Here we meet Andrew Detmer (Dane DeHaan), a troubled teen. His mother (Bo Petersen) is dying, his father (Michael Kelly) is an abusive alcoholic who takes out his rage on his son. To this end, Andrew gets a camera to record his life, perhaps with the goal of using the tapes against his father at a later date. Certainly, they would give any judge pause.
The camera serves another function for Andrew, putting a barrier between him and the world. As he navigates the maze of jerks and bullies at his high school, his reticence is understandable.
Andrew’s sole acquaintance at school is Matt Garetty (Alex Russell) a popular boy who tolerates Andrew because they are cousins. He invites Andrew to a rave, suggesting, wisely, he leave the camera behind. Andrew does not, and it causes him no small amount of conflict. But then, he is approached by Steve Montgomery (Michael B. Jordan) student body presidential candidate, to film something he and Matt have discovered. Down a sink hole, the boys encounter something…otherworldly.
Shortly thereafter, the video diary shows them experimenting with throwing balls at each other. Why becomes obvious when Andrew catches it inches from his face…with the power of his mind alone. All three boys show varying capabilities; they can use it to shield themselves from harm, to move small objects, etc. It quickly becomes evident that Andrew has far and away the best control, with fine manipulation of multiple objects. They explore their powers, bonding with one another as only true outsiders can. And their powers grow, like muscles, as they are exercised. They use them for fun, haunting a toy store, and moving people’s cars in parking lots. Andrew gains popularity with his magic act for the talent show.

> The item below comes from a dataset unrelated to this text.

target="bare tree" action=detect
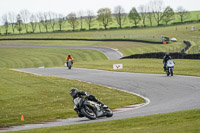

But the problem with new powers is that power corrupts… From simple pranks like turning on the leaf blower to blow up girl’s skirts, the boys have to realize it is very possible to hurt people. The problem, of course, is what happens if one of their number has a very poor locus of control, and deep seated hostility?
There is a love interest; Cassey Letter (Ashley Hinshaw). Like Andrew, she is a camera junkie. Unlike him, she is socially adept, and enjoys stringing along the too cool Matt.
One feature of the film is the rather ingenious way all action takes place on someone’s camera; Andrew’s, Cassey’s, convenience store security cameras, or police car dash cams. Another feature, and one I greatly appreciate, is the smooth motion of a camera suspended by telekinesis, or stationary mounted. There is almost no vertigo inducing shaky cam. And when the camera does move, it is…impactful.
The Cinema Veritas helps remove the feeling of disbelief, and allows us to address the issues facing our three heroes; suddenly given great power, could you honestly say you could control yourself, or would that power corrupt you? It is an intriguing question, and one that I think Josh Trank explores with some depth and sensitivity.
Part of the success of the film is that even though Richard Detmer is an abusive alcoholic, he is not an unsympathetic character. He is constrained by his own disability and its limited income, and his wife’s very expensive medications. He is a man pushed to the edge. So is his son. These very human limitations allow us to identify with them, even as they do horrible things. Because each one of us realizes, “There but for the grace of G*d go I.”
Movie Mood: Action Movie
Film Completeness: Looked complete to me.